Conflict in Ukraine “has increased the spread of HIV”

The conflict east of Ukraine has increased the spread of the HIV virus across the country, a new study reveals. Donjeck and Luhansk, the two major cities in the east, deeply influenced by the violence that erupted in 2014, are the biggest HIV exporters in other parts of the country, the report says. [...]
The conflict east of Ukraine has increased the spread of the HIV virus across the country, a new study reveals.
Donjeck and Luhansk, the two major cities in the east, deeply influenced by the violence that erupted in 2014, are the largest HIV exporters in other parts of the country, the American magazine PNAS reports.
Ukraine has the highest HIV rate in Europe, with about 220,000 infected.

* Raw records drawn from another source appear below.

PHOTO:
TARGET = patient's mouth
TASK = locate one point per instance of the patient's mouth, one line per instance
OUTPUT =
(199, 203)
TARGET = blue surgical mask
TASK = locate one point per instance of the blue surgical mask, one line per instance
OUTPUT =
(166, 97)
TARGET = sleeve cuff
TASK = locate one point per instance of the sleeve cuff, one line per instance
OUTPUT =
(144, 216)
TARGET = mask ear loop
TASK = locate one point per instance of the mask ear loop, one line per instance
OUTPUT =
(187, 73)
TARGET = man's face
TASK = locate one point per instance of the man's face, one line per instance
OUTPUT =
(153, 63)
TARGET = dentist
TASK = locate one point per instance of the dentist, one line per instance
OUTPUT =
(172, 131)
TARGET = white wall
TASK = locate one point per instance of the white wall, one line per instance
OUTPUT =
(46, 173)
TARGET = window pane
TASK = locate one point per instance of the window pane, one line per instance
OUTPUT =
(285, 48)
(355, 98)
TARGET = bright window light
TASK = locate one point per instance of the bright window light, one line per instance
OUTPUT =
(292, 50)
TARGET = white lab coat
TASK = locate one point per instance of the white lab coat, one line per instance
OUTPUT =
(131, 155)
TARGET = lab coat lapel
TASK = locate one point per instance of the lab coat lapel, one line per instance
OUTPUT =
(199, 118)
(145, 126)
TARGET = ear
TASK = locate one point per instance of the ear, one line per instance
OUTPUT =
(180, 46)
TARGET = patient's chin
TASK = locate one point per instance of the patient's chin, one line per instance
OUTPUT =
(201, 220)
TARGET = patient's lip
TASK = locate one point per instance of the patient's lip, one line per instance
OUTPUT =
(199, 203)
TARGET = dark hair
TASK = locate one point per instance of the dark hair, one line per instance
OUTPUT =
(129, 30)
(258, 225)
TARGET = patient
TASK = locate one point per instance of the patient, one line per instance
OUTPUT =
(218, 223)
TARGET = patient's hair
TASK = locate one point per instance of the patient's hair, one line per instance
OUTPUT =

The study says the HIV crisis in Ukraine has become a silent <x0pidem <x0,8x1>, because half of the infected people are unaware that they have infections, and about 40 per cent of young diagnosis are in later stages of the disease.
To do the research, an international team of scientists, led by Oxford University, analyzed migration patterns in Ukraine in 2012-2015. They have found links between the movement of 1.7 million people displaced by war and the spread of HIV.
“The war has changed many things in Ukraine, and the HIV epidemic is one of them”, said the report's lead author, Tetyana Vasylieva, from Oxford University.
According to the study, new HIV infections are now mostly sex - related, compared to the 1990s, when drug injections are involved.